Thibault Tellier, spécialiste des politiques urbaines et du logement social, est actuellement professeur d’histoire contemporaine à Sciences Po Rennes. Il est l’auteur de « Histoire de la banlieue » et « L’Enfant de La Courneuve. 1983, le meurtre de Toufik Ouannès » qui a été publié en juin (Michalon). D’un autre côté, Loïc Vadelorge, également professeur d’histoire contemporaine, exerce ses fonctions à l’université Gustave-Eiffel et est à la tête du laboratoire d’excellence Futurs urbains depuis 2019. Les deux experts ont contribué au livre collectif « (Re)penser les villes. Regards croisés sur l’histoire et les avenirs possibles des villes », ouvrage impliqué dans la 27e édition des Rendez-vous de l’histoire de Blois.
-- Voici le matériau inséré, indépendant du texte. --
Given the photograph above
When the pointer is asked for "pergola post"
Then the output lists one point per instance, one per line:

Dans ce livre theorique, l’un des arguments clés est de repousser l’idée de démolir et reconstruire complètement les villes pour envisager l’avenir. Selon vous, Loïc Vadelorge, pourquoi le concept de reconstruction totale est-il si populaire aujourd’hui ?
La réponse de Loïc Vadelorge est très claire : cette idée est fortement liée aux obligations de la transition écologique. L’urgence climatique est telle que nous en venons à croire qu’il est nécessaire de tout refaire. Cependant, dans les pays du nord, les bâtiments existent déjà et ne sont clairement pas adaptés au climat changeant. Malheureusement, cette réalité est ignorée par de nombreux acteurs publics qui pensent qu’il suffit de créer de nouveaux « écoquartiers », comme si c’était la solution miracle qui éviterait de traiter les problèmes hérités du passé. Il s’agit d’une illusion et l’étude urbaine peut aider à prendre du recul face à ce type d’approche, en mettant en évidence la complexité des problèmes.
Selon Thibault Tellier, historien de la banlieue, depuis le XXe siècle, plusieurs projets de villes de l’avenir qui n’existent plus aujourd’hui ont été tentés. Ces expérimentations étaient souvent utopiques et se sont manifestées sous diverses formes.
Thibault Tellier indique que certaines de ces utopies trouvent leurs origines dans les années 50, durant la construction des grands ensembles, parfois désignés aujourd’hui comme les « quartiers ». Même s’ils avaient été conçus avant tout pour répondre à la crise du logement après-guerre en France, ils contenaient une part d’utopie. L’idée était d’offrir à chacun l’accès à la modernité grâce à ces banlieues du futur.
En outre, Tellier évoque les nouvelles villes, un sujet bien maîtrisé par Loïc Vadelorge, qui ont vu le jour dans les années 70. Elles étaient présentées comme une nouvelle opportunité, avec l’ambition de réussir là où les grandes agglomérations avaient échoué. Cependant, en pratique, elles n’étaient pas si différentes des grands ensembles. L’aspect le plus surprenant est la persévérance de ce rêve d’une ville renaissance basée sur un nouveau modèle. Ce rêve récurrent n’est donc pas nouveau.